Martes, 4 de septiembre de 2012
Las 6.15

Abro los ojos y no me levanto de la cama hasta que cuento setenta y seis estrellas en el techo. Me destapo y me pongo la ropa de deporte. Cuando voy a salir por la ventana de la habitación me detengo.

Holder está en la acera, de espaldas a mí. Tiene las manos encima de la cabeza y, por la manera en la que se le contraen los músculos, parece que le cuesta respirar. Ha venido corriendo, y no sé si está esperándome o si da la casualidad de que justo ahora ha querido tomarse un descanso. Decido esperar en la ventana hasta que vuelva a emprender la marcha.

Pero no lo hace.

Tras un par de minutos consigo reunir el valor para salir al jardín. Cuando Holder oye mis pasos se da la vuelta. Intercambiamos las miradas y me detengo, pero en ningún momento aparto la vista. No estoy fulminándolo con la mirada ni frunciendo el entrecejo, pero seguro que tampoco estoy sonriendo. Solo estoy mirándolo.

La expresión de sus ojos ha cambiado, y la única palabra que puedo utilizar para describirla es «arrepentimiento». Pero él se queda callado, lo que significa que no va a disculparse, lo que, a su vez, quiere decir que no tengo tiempo de tratar de adivinar qué intenciones tiene. Solo quiero correr.

Paso por su lado y empiezo a correr por la acera. Después de dar varias zancadas oigo que Holder viene por detrás, pero mantengo la mirada al frente. No se coloca a mi lado, y decido no reducir la marcha porque quiero que se quede detrás. En un momento empiezo a correr más y más rápido hasta que estoy esprintando, pero él me sigue el ritmo, siempre varios metros por detrás. Cuando llegamos al punto en el que suelo dar la vuelta, me digo a mí misma que no voy a mirarlo. Paso por su lado y emprendo el camino de regreso a casa. Y la segunda mitad del recorrido es exactamente igual que la primera: silenciosa.

Nos quedan menos de dos manzanas para llegar a mi casa, y estoy enfadada porque ha venido, e incluso más enfadada porque todavía no se ha disculpado. Empiezo a acelerar más y más —probablemente nunca haya corrido tan rápido—, y Holder continúa sin quedarse rezagado. Eso me cabrea aún más, así que, al doblar la esquina para entrar en mi calle, me lanzo al sprint para llegar a casa lo antes posible. Pero sigue sin ser suficiente porque Holder continúa ahí. Me flaquean las rodillas y estoy haciendo tanto esfuerzo que no puedo ni respirar, pero solo me quedan seis metros para llegar hasta mi ventana.

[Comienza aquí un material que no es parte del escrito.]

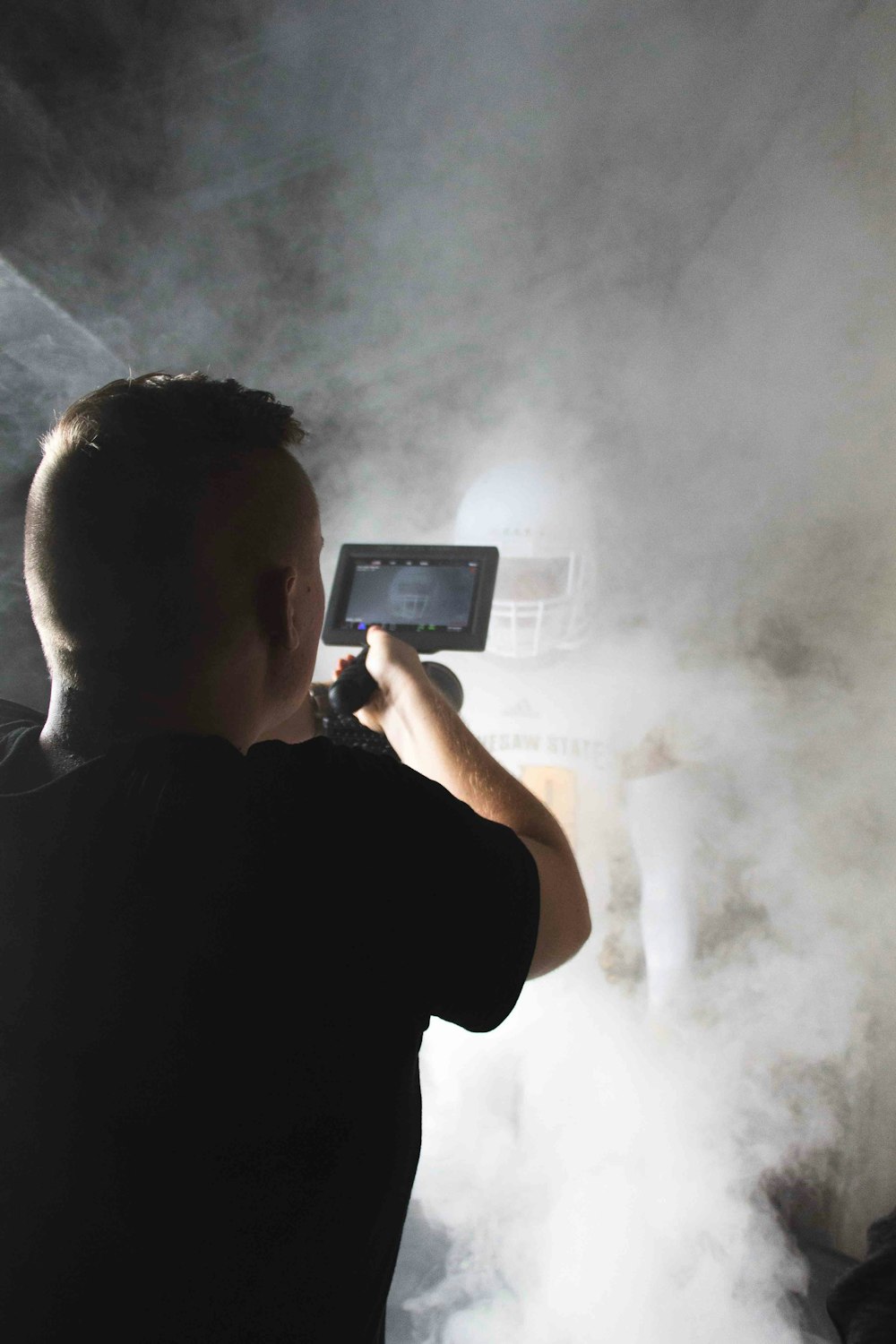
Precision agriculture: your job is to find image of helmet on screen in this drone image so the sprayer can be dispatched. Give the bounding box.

Solo consigo recorrer tres.

En cuanto entro en el jardín, me derrumbo sobre las manos y las rodillas y respiro muy hondo. Nunca antes, ni incluso cuando he corrido seis kilómetros, me había sentido tan exhausta. Me tumbo boca arriba en la hierba. Todavía sigue húmeda por el rocío, pero me gusta la sensación en la piel. Tengo los ojos cerrados y estoy jadeando tan fuerte que apenas puedo oír resollar a Holder. Pero lo oigo, está muy cerca, tumbado junto a mí. Ambos nos quedamos quietos, tratando de recobrar el aliento, y en ese momento recuerdo la noche del sábado, cuando ambos estuvimos en esta misma posición, recuperándonos de lo que me había hecho en la cama. Creo que Holder también está pensando en eso porque acaba de entrelazar el dedo meñique con el mío. Pero esta vez no sonrío. Hago una mueca de disgusto.

Aparto la mano, me doy la vuelta y me pongo en pie. Camino los tres metros que me quedan, entro en mi habitación y cierro la ventana.